Azure Kubernetes ServiceでClamAVを使ってみた(後編: リアルタイム検知)
1. はじめに
記事は2部構成になっています。
- Azure Kubernetes ServiceでClamAVを使ってみた(前編:ウィルススキャン)
- Azure Kubernetes ServiceでClamAVを使ってみた(後編:リアルタイム検知)←本記事
結論から申し上げますと、本記事で試した方式では、Azure Kubernetes Serviceのワーカーノード全体のリアルタイム検知はうまくいきませんでした。これから検討する方の参考になれば幸いです。
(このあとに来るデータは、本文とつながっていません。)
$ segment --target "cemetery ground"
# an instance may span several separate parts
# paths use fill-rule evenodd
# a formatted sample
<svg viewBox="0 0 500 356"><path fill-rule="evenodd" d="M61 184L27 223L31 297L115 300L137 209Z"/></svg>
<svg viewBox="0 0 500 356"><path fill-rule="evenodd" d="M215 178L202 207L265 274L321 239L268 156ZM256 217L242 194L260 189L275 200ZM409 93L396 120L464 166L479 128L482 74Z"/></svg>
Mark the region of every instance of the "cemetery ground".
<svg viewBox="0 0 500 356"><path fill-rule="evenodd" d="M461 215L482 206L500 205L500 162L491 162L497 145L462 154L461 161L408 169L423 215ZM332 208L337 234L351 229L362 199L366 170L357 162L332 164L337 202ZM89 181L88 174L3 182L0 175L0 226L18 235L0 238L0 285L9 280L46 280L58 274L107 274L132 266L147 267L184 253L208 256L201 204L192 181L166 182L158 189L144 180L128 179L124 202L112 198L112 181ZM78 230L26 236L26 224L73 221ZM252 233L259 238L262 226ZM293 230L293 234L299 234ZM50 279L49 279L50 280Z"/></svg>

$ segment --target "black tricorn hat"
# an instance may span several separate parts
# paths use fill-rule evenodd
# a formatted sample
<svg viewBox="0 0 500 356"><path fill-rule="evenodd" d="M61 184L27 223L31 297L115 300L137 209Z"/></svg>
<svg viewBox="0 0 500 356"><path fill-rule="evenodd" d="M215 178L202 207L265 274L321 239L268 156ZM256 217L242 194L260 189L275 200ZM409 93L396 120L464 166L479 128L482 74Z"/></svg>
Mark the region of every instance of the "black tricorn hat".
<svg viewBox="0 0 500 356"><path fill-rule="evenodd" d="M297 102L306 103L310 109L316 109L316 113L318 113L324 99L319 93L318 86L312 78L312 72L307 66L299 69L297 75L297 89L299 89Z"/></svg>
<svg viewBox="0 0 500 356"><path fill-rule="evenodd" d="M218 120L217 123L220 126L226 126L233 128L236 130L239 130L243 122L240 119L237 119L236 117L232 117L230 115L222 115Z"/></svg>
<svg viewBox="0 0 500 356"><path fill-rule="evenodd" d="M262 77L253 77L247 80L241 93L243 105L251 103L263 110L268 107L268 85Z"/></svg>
なお、本記事ではClamAVやAzure Kubernetes Service(以降「AKS」と略します)の基本的な使い方についての説明は割愛します。
2. リアルタイムスキャンをするには
ClamAVでリアルタイムスキャンの機能が提供されています。公式ドキュメントの「On-Access Scanning」という機能が該当し、clamonaccコマンドを使用します。clamonaccはカーネルのfanotifyの機能でファイルシステムの変化を検知し、clamdデーモンにウィルススキャンを依頼する役割を果たします。
構成図
clamonaccコマンドをClamAVコンテナ内で起動して、ワーカーノード上のコンテナでリアルタイム検知ができるか試します。clamonaccはカーネルの機能を使用するので、ClamAVコンテナにSYS_ADMIN権限
を設定しておきます。
3. ClamAVコンテナの準備
ClamAVコンテナの作成
今回は、Ubuntu LinuxのベースイメージにClamAVをインストールしたコンテナを作成しました。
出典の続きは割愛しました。